Voice Assistant - only response audio not playing

Hi there,

I want to turn my grandpa’s old W-48 phone into a voice assistant. In order to fit all the components into the shape of the phone, I had to configure the individual parts myself.

:no_entry_sign: My problem: Everything works, but I don’t get the voice assistant’s answers on the speaker.

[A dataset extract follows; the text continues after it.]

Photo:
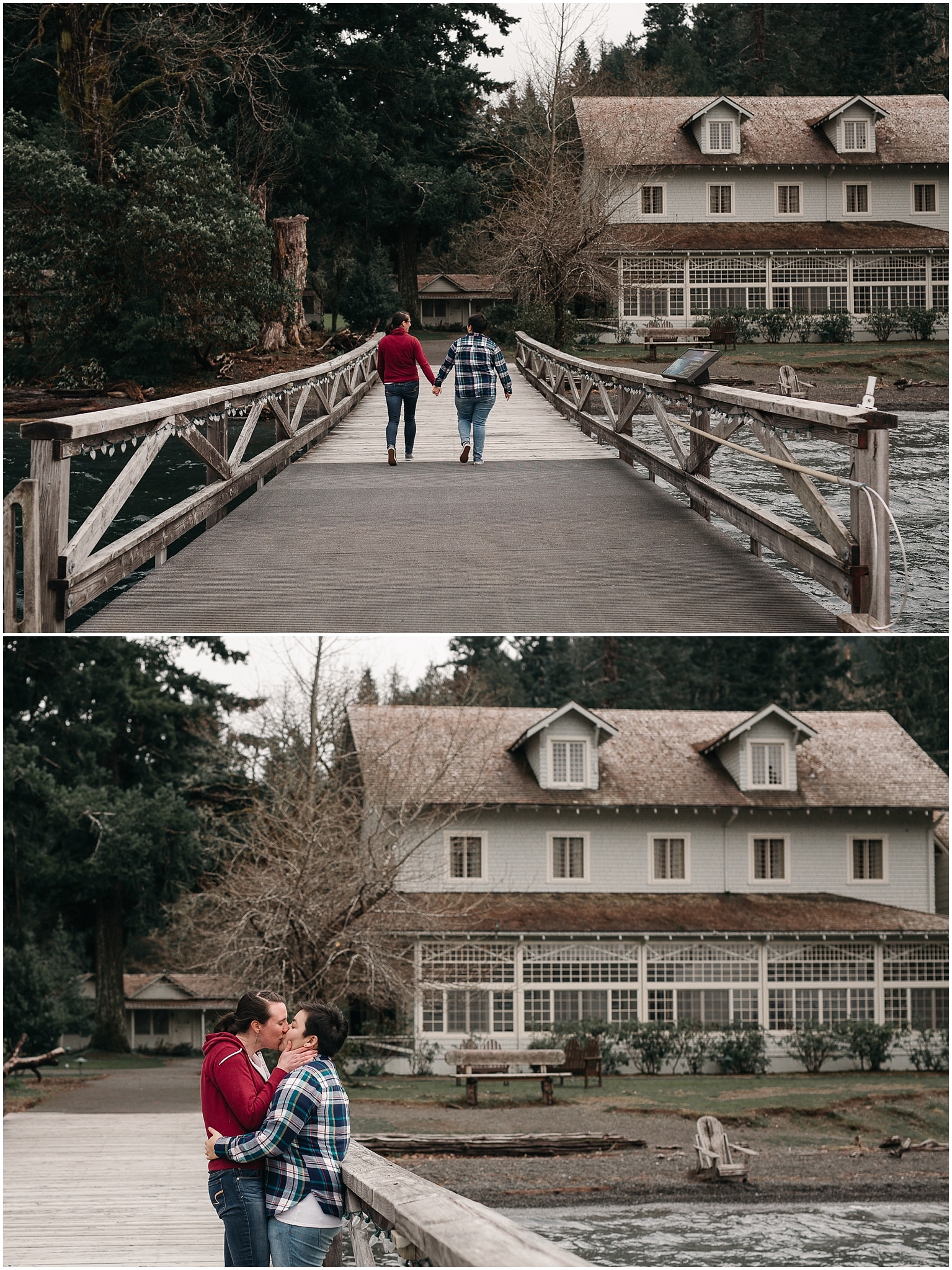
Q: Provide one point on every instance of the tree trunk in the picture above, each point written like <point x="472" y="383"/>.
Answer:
<point x="406" y="272"/>
<point x="110" y="1032"/>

Just can’t hear them… :thinking:

:white_check_mark: What I got so far:

  • Voice commands are recognized correctly
  • Voice commands are implemented
  • Responses are generated and displayed in the log
  • There are links to audio files for the answers, which are displayed in the log
  • The speaker plays music when startet via Homeassistant UI (e.g. web radio).
  • The device is allowed to do service calls

Thank you very much for your help!
GPSM

Yaml:

substitutions:
  name: esphome-web-c7b550
  friendly_name: esp32-s3-telefonw48

esphome:
  name: ${name}
  friendly_name: ${friendly_name}
  name_add_mac_suffix: false
  platformio_options:
    board_build.flash_mode: dio
  project:
    name: esphome.web
    version: '1.0'

esp32:
  board: esp32-s3-devkitc-1
  framework:
    type: arduino

# Enable logging
logger:
   level: DEBUG

# Enable Home Assistant API
api:
  encryption: 
    key: SECRET

# Allow Over-The-Air updates
ota:
  platform: esphome

# Allow provisioning Wi-Fi via serial
improv_serial:

wifi:
  on_connect:
    - delay: 5s  # Gives time for improv results to be transmitted
    - ble.disable:
  on_disconnect:
    - ble.enable:
  ap:   # Set up a wifi access point

captive_portal:

dashboard_import:
  package_import_url: github://esphome/firmware/esphome-web/esp32s3.yaml@v2
  import_full_config: true

# Sets up Bluetooth LE (Only on ESP32) to allow the user
# to provision wifi credentials to the device.
esp32_improv:
  authorizer: none

# To have a "next url" for improv serial
web_server:

##########

i2s_audio:
  - id: i2s_in
    i2s_lrclk_pin: GPIO17 #WS Pin from the INMP441 Microphone
    i2s_bclk_pin: GPIO16 #SCK Pin from the INMP441 Microphone

microphone:
  - platform: i2s_audio
    adc_type: external
    pdm: false
    id: mic_i2s
    channel: left
    bits_per_sample: 32bit
    i2s_audio_id: i2s_in
    i2s_din_pin: GPIO13  #SD Pin from the INMP441 Microphone

media_player:
  - platform: i2s_audio
    name: "esp_speaker"
    id: media_player_speaker
    i2s_audio_id: i2s_in
    dac_type: external
    i2s_dout_pin: GPIO09   #  DIN Pin of the MAX98357A Audio Amplifier
    mode: mono
    on_play: #Logging
      then:
        - logger.log: "Audio wird abgespielt"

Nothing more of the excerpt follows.